Sounds like the perfect temple to steam. Locally here, the Brighton Engineerium (Hove Pumping Station) awaits the tender caresses of its new owner...we're holding our breath. Any idea if there are giant engines left in the wonderful building seen from the 'up' Brighton train on the left hand side and north Thames embankment as you approach Victoria? Stunning brickwork in both building and adjacent chimney. Weighbridges - now there's a study!

Peter Ashley said...

I always looked out for that building on my way into Victoria from Kent, just as I did Battersea Power Station and 'Abbey Storage'. Don't know about the engines but I've got a funny idea that Sheila Hancock's great grandfather was the manager there.

Ron Combo said...

Pooley was my mother's maiden name. My grandfather designed all the cranes in Devonport Dockyard.

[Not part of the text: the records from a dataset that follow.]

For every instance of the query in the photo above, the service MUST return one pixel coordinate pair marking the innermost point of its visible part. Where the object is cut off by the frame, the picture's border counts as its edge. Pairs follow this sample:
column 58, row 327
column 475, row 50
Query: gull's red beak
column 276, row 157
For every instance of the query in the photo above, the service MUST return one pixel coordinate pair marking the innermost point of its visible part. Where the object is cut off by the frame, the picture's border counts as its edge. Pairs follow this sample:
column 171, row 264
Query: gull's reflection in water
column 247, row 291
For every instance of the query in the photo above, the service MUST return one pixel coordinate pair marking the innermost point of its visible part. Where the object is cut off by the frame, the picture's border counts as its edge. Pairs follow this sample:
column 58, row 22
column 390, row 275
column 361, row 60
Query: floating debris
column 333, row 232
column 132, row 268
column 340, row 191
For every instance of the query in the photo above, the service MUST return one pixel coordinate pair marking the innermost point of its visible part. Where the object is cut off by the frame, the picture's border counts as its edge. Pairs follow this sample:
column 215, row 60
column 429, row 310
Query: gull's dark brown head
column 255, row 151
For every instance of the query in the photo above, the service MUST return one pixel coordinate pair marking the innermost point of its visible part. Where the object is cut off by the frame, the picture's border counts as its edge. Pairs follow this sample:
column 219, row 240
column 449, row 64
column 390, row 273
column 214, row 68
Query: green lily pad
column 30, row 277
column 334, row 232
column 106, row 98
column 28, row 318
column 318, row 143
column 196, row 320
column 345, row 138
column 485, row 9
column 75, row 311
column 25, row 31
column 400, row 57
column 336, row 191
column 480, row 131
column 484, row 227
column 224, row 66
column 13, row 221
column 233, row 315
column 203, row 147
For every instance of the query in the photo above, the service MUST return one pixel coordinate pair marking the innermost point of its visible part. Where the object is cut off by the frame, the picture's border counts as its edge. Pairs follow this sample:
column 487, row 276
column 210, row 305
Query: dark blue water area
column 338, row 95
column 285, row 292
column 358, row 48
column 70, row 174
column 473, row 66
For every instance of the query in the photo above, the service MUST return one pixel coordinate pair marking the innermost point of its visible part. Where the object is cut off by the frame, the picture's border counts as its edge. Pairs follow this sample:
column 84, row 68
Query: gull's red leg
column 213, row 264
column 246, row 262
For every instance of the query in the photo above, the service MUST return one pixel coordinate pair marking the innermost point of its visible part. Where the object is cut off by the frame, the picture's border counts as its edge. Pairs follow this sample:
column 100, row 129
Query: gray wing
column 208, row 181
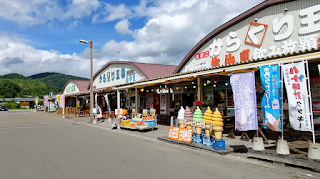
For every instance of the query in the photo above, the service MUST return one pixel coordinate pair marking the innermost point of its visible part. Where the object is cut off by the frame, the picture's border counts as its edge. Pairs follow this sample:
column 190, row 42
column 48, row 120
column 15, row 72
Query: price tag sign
column 202, row 124
column 184, row 123
column 193, row 123
column 144, row 112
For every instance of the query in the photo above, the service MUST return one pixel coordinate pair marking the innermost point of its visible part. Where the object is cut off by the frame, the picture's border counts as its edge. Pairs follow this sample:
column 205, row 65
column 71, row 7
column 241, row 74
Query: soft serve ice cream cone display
column 197, row 116
column 217, row 124
column 207, row 118
column 188, row 117
column 181, row 117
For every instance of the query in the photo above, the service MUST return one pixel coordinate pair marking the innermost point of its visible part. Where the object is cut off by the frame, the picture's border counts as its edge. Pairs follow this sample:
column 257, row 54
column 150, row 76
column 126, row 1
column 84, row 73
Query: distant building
column 24, row 102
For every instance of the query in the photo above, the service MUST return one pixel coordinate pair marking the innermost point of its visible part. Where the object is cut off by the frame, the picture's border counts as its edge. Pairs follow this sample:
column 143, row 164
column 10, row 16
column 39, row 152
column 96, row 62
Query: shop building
column 271, row 33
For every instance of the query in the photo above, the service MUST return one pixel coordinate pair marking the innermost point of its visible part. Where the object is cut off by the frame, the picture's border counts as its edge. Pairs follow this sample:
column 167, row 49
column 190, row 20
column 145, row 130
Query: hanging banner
column 46, row 101
column 56, row 102
column 245, row 101
column 62, row 101
column 107, row 101
column 271, row 104
column 59, row 100
column 297, row 93
column 181, row 134
column 98, row 110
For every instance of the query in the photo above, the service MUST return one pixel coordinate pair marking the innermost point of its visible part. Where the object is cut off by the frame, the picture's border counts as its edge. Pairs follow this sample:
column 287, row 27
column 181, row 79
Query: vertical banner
column 297, row 93
column 59, row 101
column 271, row 103
column 107, row 101
column 62, row 101
column 46, row 101
column 245, row 101
column 98, row 109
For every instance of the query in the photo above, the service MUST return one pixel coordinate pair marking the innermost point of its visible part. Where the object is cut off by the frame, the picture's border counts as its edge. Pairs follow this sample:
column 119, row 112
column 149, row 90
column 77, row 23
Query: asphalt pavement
column 43, row 145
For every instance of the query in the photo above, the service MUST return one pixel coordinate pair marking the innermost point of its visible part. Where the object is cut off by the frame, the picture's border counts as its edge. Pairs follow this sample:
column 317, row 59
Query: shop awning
column 228, row 70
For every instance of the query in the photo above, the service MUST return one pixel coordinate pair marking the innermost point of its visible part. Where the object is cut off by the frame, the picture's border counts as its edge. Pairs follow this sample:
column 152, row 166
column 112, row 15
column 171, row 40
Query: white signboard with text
column 269, row 33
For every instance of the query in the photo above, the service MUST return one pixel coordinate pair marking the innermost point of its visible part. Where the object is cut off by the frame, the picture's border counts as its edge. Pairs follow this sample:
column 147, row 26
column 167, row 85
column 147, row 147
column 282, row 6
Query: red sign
column 255, row 28
column 181, row 134
column 202, row 55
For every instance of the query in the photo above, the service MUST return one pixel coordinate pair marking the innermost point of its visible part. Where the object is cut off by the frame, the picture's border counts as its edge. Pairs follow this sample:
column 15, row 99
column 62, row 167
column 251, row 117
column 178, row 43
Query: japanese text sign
column 181, row 134
column 144, row 112
column 202, row 55
column 118, row 111
column 245, row 104
column 298, row 104
column 62, row 100
column 271, row 104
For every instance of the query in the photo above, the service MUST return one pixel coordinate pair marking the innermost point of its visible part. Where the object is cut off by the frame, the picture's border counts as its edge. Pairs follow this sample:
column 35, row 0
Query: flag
column 245, row 101
column 271, row 104
column 297, row 93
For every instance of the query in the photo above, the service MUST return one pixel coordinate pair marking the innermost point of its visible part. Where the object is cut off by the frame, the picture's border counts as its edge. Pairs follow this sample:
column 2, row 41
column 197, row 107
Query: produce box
column 150, row 123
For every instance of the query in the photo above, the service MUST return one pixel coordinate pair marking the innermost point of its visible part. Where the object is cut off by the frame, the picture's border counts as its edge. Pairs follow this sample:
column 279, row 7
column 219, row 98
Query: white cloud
column 30, row 12
column 122, row 27
column 18, row 57
column 75, row 24
column 80, row 8
column 111, row 13
column 172, row 28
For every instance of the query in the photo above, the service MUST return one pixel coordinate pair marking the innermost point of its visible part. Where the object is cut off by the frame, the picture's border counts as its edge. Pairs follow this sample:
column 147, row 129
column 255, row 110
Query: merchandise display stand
column 147, row 122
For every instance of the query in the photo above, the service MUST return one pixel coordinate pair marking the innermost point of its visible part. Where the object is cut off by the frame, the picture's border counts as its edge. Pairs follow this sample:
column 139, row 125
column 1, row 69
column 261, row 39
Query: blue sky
column 43, row 35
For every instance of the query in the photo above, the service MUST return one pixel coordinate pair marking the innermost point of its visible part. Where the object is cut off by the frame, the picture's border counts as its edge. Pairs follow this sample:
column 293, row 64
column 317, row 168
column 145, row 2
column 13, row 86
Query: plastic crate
column 219, row 145
column 151, row 123
column 207, row 141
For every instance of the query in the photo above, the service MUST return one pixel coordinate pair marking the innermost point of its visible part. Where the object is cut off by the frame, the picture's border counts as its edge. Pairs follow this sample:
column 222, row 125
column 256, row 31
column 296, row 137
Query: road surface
column 40, row 145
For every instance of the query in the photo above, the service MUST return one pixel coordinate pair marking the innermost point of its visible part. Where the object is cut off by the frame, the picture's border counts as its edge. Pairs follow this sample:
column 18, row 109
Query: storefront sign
column 71, row 88
column 275, row 34
column 197, row 66
column 298, row 103
column 181, row 134
column 202, row 55
column 271, row 104
column 118, row 111
column 245, row 101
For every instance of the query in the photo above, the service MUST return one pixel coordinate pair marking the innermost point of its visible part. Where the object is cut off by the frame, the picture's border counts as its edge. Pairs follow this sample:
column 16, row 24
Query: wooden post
column 199, row 93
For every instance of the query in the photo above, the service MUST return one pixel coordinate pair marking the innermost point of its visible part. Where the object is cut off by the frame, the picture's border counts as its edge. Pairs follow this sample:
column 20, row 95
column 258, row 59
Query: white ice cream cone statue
column 197, row 116
column 207, row 118
column 188, row 117
column 217, row 124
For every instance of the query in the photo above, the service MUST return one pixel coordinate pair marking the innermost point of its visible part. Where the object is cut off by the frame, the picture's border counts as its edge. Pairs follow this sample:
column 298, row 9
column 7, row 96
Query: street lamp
column 91, row 86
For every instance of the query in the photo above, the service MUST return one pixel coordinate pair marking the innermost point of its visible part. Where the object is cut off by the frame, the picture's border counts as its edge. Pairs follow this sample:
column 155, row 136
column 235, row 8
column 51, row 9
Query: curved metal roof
column 227, row 25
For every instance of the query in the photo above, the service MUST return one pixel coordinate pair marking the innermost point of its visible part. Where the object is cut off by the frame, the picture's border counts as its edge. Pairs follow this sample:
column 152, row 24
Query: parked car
column 3, row 108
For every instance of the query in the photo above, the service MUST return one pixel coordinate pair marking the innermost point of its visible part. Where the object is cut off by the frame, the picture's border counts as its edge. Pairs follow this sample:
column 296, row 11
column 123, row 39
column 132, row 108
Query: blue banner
column 245, row 101
column 271, row 102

His engineering talents, alas, did not filter down into my own ghastly gene pool. It is from my father's side that I got most of my attributes. He was a six pints of Bass man of a Sunday lunchtime at The Globe Hotel in Newton Abbot which I now believe to be a cut-price household goods emporium.

Peter Ashley said...

I think you have inherited your maternal grandfather's genes Ron. How else do you explain the fact that you are able to both continually crane your neck to look through pub windows and dance a sailor's hornpipe at the drop of a pair of bellbottom trousers? Oh. I'm so sorry.

Philip Wilkinson said...

Great letters on the Pooley. All this stuff reminds me of the variety of inspection covers with the names of once-flourishing local foundries and ironmongers incorporated. More lost glories. The things I see when I should be admiring the view...

Diplomat said...

sorry for the delay in passing comment - marvelous, very good, carry on. Lovely bit of cast-work - oh lord why don't people make top stuff any more, with a bit of pride and shout. I think a collection of builder's bespoke drain covers is worth compiling. At the risk of repeating repeating myself myself I strongly recommend a crawl around the streets of Tavistock on hands and knees.

Peter Ashley said...

Ah, now, Tavistock. I've only been there once, to meet an engineer who'd told me entirely the wrong town. But anyway, isn't this the Duke of Bedford desmesne, with big sewers and stuff?

Ron Combo said...

That's odd; why Tavistock Diplo? My Pooley side (see above) was from Tavistock. Nice town, probably full of chavs now and charidee shops.

Diplomat said...

Ah well you see - Tavistock because: Duke of Bedford was a bit of a water and sewerage enthusiast as discussed in earlyer pages and the estate went to great lengths to instal a very comprehensive system at Tavistock. Needless to say all the resulting mhc's, gullies, grilles, vents, hydrants, valve blocks, pipe unions, flushing heads and associated iron-work are proud to shout about their roots.

Ron Combo said...

I think my head may need flushing and my pipe could do with a bit of union. Oh dear, I've done it again, haven't I?